On Thursday, Barack Obama swept to a stunning victory in the Iowa Democratic caucuses. Initially, Senator Obama (Ill.) had jumped to a double-digit lead in the polls over Hillary Clinton in New Hampshire two days ago, suggesting that there had been a large boost in support for Obama since he won the Iowa caucuses. However, in a dramatic turnaround on Tuesday night, Clinton narrowly defeated Obama in the New Hampshire primary by a margin of 39% to 36%.
Nevertheless, Obama pronounced himself “still fired up and ready to go” after the second-place finish in New Hampshire. “You know, a few weeks ago no one imagined that we’d have accomplished what we did here tonight in New Hampshire,” he told his supporters. “For most of this campaign, we were far behind. We always knew our climb would be steep. But, in record numbers, you came out and you spoke up for change. And with your voices and your votes you made it clear that at this moment in this election there is something happening in America.” He congratulated Clinton on a hard-fought victory and asked the crowd to give her a round of applause. “All the candidates in this race have good ideas and all are patriots who serve this country honorably,” Obama said.
Four years ago, when the ballots were cast in New Hampshire’s presidential primary, hardly anyone in the United States knew the name Barack Obama. This time, bidding to become the first African-American president, he was in the thick of a fight with the most famous name in Democratic politics. Obama had hoped that his victory in Iowa would create a bandwagon that would take him through to the nomination. But Tuesday night’s results caught his campaign off guard. That was hard to tell from the cheers that went up when he and his wife, Michelle, walked into the room to loud chants of “Obama, Obama.”

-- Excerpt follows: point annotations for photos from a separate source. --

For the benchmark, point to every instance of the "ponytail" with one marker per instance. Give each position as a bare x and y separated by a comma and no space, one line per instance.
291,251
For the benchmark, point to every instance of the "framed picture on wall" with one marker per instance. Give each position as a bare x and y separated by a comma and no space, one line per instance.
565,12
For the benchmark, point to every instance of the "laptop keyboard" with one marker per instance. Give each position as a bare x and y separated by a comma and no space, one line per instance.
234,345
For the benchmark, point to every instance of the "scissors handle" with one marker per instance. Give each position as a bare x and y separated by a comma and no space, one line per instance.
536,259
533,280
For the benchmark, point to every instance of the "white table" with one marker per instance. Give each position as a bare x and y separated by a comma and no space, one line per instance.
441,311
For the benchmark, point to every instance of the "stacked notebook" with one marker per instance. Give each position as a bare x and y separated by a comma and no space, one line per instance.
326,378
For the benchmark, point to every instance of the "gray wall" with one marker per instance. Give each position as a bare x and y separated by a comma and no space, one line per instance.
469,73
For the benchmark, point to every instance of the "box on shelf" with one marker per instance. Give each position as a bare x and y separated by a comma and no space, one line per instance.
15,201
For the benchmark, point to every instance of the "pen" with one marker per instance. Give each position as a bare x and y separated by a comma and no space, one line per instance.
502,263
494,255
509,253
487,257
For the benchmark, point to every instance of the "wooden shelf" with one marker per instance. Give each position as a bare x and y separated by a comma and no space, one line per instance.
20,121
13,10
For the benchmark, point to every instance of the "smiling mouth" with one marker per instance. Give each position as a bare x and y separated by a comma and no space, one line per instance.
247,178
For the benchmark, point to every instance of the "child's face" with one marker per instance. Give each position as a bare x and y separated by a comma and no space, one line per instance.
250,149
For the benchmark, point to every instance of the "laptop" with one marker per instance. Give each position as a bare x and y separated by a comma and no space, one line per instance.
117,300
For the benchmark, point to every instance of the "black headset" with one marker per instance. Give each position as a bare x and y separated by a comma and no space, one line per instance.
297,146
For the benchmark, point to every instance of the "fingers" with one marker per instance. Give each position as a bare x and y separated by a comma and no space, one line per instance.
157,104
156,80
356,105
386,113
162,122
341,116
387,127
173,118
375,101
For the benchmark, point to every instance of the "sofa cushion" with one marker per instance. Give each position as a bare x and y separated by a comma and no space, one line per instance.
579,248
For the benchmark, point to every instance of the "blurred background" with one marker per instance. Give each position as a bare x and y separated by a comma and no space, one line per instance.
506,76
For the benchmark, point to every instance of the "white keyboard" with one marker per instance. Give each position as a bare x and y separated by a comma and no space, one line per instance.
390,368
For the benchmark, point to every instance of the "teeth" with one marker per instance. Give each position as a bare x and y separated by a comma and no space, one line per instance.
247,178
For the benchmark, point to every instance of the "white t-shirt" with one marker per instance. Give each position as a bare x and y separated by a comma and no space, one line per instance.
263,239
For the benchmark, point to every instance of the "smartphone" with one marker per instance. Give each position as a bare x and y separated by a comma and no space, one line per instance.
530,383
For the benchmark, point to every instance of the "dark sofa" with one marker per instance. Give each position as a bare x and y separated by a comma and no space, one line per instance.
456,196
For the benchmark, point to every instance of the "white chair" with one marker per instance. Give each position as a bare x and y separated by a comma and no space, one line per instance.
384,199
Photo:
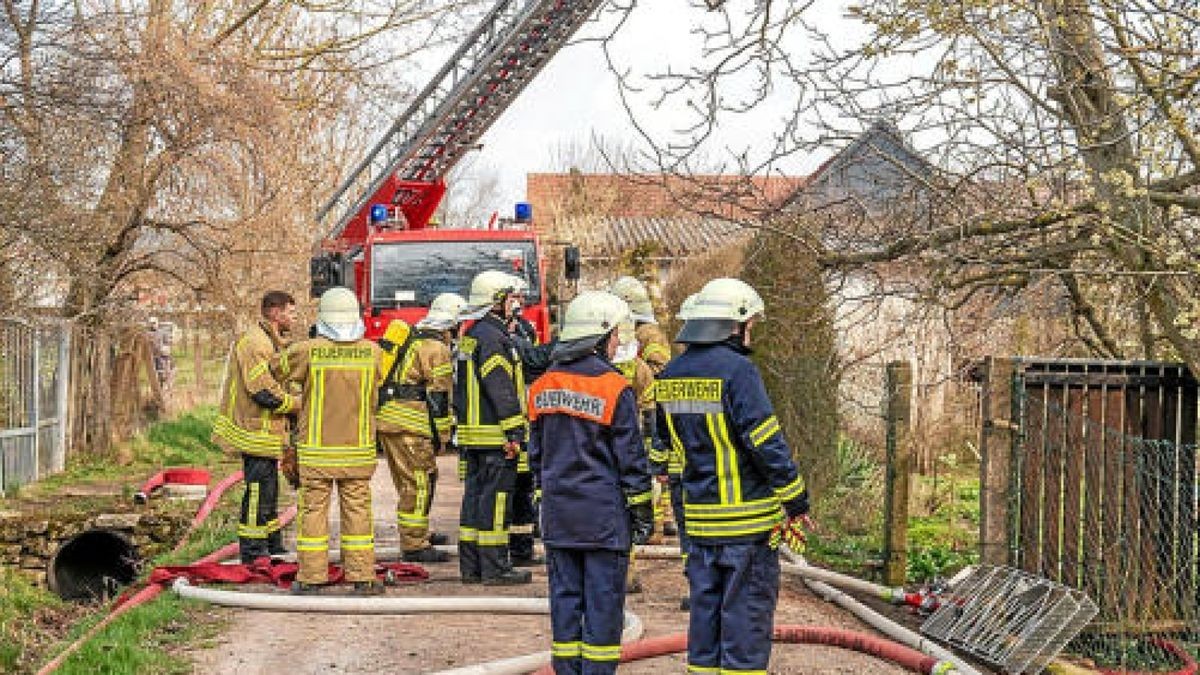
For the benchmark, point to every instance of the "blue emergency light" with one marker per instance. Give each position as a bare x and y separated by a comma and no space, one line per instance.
523,211
378,213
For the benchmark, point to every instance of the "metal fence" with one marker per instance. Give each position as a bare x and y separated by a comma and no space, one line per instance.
34,372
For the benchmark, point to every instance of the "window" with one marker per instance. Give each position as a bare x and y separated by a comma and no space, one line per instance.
412,274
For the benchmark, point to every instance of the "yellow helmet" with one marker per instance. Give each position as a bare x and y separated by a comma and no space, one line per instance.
718,309
636,296
339,316
444,312
487,288
594,314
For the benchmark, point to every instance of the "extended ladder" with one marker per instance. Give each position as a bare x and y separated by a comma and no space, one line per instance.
478,83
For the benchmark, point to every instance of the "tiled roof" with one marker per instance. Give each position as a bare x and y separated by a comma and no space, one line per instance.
671,236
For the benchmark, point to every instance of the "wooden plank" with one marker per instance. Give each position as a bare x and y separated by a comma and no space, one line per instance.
899,471
1053,481
1189,562
1095,560
1151,470
1032,459
995,460
1074,487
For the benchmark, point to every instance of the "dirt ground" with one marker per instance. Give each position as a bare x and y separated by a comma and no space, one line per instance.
293,644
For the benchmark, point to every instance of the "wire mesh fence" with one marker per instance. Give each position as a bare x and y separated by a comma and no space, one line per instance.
34,372
1105,501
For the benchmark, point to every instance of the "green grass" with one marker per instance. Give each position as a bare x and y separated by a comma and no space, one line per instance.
35,625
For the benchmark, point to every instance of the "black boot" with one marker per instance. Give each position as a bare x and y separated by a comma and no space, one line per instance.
510,578
429,554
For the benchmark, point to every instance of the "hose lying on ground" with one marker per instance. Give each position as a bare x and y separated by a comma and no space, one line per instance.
151,591
876,620
879,647
391,605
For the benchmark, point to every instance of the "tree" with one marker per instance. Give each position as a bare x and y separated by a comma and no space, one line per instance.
1063,132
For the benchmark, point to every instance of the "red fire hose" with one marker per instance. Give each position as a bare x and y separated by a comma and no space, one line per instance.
153,590
795,634
179,476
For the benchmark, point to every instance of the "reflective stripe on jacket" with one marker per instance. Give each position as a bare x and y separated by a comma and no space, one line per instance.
243,425
340,386
487,387
738,469
653,346
586,453
426,365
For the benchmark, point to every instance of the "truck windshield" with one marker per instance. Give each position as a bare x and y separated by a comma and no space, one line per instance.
413,273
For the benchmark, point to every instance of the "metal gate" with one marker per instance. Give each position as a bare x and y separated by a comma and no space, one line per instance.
34,372
1104,487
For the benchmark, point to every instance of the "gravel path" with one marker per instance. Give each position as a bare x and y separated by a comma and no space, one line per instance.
293,644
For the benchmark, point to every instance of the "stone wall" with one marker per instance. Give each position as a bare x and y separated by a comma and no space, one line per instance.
30,538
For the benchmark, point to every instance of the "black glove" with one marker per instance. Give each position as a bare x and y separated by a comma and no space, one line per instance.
641,518
797,507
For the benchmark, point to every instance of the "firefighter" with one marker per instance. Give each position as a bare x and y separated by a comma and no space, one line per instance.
640,376
253,423
655,351
339,374
653,346
490,431
414,420
586,452
742,490
533,358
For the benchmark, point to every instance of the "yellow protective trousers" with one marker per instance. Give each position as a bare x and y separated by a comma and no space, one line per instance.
357,530
413,470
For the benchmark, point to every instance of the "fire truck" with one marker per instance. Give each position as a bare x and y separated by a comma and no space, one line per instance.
379,237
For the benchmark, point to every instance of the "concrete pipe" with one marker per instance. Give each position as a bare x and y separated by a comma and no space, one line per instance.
93,565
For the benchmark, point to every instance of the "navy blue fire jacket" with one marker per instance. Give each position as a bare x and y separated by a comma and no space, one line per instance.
738,472
586,453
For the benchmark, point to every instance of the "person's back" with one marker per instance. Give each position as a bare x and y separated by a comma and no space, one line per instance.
587,457
339,376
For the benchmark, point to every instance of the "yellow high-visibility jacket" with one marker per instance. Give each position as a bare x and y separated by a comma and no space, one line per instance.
423,382
340,392
253,405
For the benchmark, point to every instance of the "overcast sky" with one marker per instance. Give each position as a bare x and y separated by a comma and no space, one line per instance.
575,97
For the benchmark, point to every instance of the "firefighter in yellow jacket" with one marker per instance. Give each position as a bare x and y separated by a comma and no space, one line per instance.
339,374
653,348
415,420
253,423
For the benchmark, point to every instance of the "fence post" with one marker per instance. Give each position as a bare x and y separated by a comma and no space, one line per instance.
35,416
895,505
63,396
995,459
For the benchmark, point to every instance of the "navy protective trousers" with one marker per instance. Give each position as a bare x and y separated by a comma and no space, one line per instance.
676,484
733,593
587,605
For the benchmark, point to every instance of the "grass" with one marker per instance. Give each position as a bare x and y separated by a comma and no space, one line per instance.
35,625
943,520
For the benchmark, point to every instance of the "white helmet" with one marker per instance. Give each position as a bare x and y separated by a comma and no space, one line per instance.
443,312
339,316
719,308
635,294
487,288
594,314
687,306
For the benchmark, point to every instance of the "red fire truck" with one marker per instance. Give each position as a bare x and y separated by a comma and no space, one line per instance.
379,239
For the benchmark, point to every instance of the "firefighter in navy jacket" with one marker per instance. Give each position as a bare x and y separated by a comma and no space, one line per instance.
742,490
491,426
587,457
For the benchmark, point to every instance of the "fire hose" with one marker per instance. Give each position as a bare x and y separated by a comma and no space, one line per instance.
391,605
843,638
151,591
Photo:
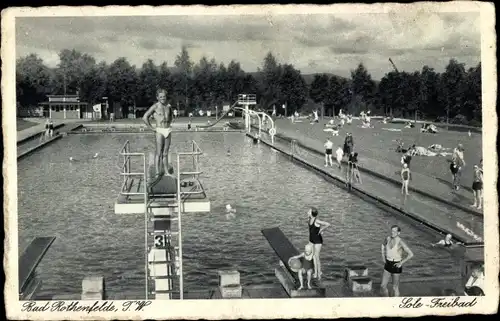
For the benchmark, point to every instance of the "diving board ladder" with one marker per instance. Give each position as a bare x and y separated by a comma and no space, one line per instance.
164,259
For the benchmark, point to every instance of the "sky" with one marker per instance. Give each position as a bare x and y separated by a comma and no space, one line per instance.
313,43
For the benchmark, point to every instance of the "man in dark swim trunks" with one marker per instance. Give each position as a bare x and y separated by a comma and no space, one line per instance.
392,256
162,113
316,228
348,144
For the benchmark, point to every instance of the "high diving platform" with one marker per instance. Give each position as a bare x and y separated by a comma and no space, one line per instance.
163,201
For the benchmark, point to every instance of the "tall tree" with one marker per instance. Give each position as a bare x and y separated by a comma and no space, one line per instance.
472,100
293,88
319,87
149,78
182,78
452,87
338,95
73,70
122,84
33,80
271,74
362,84
429,90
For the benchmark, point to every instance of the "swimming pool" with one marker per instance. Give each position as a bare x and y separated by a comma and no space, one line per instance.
74,202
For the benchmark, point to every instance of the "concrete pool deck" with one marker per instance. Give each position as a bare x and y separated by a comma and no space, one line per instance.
420,183
416,287
464,226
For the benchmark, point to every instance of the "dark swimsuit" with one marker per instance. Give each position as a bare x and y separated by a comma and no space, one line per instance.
314,236
307,264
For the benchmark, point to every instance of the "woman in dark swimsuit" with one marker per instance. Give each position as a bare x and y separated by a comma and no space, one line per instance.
316,228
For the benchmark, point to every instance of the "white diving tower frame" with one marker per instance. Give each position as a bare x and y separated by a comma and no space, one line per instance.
250,99
162,205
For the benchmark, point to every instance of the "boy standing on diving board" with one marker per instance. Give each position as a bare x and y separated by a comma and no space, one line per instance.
161,112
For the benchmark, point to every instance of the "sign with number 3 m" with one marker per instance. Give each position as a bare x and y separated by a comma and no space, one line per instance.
160,241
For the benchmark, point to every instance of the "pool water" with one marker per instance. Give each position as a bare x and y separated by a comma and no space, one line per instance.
74,202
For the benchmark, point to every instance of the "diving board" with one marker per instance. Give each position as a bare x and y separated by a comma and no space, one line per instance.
284,249
163,195
28,262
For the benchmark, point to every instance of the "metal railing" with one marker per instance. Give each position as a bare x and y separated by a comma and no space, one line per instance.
181,196
195,172
127,154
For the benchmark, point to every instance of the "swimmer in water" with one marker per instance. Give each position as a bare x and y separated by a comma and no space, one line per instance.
307,260
446,242
405,179
340,154
328,152
230,212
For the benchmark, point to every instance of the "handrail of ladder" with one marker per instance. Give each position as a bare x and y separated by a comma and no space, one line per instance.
125,152
195,154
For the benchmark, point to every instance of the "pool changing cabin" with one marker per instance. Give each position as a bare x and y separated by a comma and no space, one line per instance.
163,204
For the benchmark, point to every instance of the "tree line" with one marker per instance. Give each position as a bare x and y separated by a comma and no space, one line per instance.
453,95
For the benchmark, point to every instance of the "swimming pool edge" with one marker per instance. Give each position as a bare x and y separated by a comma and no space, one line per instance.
393,181
368,196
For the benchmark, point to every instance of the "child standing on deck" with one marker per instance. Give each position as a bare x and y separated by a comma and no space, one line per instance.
307,265
477,187
405,179
328,152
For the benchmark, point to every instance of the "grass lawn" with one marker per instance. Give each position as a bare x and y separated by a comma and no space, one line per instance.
379,143
23,124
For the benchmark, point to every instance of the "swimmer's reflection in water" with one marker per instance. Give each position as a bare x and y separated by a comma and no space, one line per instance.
230,212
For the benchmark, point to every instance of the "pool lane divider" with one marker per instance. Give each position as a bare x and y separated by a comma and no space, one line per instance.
45,143
37,147
366,195
148,131
389,179
36,135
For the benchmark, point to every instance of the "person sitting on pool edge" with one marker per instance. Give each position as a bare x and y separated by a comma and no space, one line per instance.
307,260
162,113
230,212
446,242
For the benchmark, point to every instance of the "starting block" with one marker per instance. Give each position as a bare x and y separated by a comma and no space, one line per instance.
357,279
229,284
360,284
355,271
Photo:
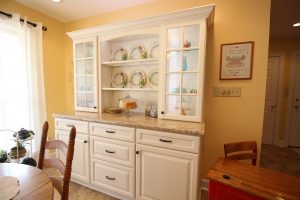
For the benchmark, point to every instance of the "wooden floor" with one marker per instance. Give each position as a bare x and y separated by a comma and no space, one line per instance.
285,160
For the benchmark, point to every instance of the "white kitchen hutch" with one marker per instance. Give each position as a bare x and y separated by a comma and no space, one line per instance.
159,59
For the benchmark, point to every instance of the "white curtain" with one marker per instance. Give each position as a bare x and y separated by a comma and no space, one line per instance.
22,99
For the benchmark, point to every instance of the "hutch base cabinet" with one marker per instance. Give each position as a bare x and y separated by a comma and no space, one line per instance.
132,163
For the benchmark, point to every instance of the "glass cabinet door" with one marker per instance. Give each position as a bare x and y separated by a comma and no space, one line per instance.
85,75
182,73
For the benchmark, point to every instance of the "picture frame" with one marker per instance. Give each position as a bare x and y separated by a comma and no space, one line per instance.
236,61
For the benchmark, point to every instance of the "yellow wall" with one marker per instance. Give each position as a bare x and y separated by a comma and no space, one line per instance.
227,119
284,46
53,47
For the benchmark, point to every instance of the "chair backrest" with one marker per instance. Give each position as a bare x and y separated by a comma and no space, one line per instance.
241,151
65,169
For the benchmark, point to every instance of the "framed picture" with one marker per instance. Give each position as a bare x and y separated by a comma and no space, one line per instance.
236,61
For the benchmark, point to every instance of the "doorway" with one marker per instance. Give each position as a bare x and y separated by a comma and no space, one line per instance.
272,100
293,117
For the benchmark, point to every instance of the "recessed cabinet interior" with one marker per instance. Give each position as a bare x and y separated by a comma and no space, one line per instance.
183,71
129,66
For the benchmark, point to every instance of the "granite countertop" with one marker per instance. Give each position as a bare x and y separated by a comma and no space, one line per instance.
139,121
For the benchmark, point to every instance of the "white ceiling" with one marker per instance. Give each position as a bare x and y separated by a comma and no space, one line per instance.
284,13
70,10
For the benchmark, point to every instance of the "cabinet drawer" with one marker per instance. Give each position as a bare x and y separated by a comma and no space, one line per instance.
113,177
115,151
111,131
180,142
66,124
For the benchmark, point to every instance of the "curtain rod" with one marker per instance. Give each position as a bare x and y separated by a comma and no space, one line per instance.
44,28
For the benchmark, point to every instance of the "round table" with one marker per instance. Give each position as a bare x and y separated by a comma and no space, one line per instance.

They approached the platform holding hands. Both applauded and waved to the crowd, then hugged and kissed briefly. “We know the battle ahead may be long. But always remember that no matter what obstacles stand in our way, nothing can stand in the way of the power of millions of voices calling for change,” Obama said.
Now, on to South Carolina, where Obama is leading Clinton in the polls, 42% to 30%.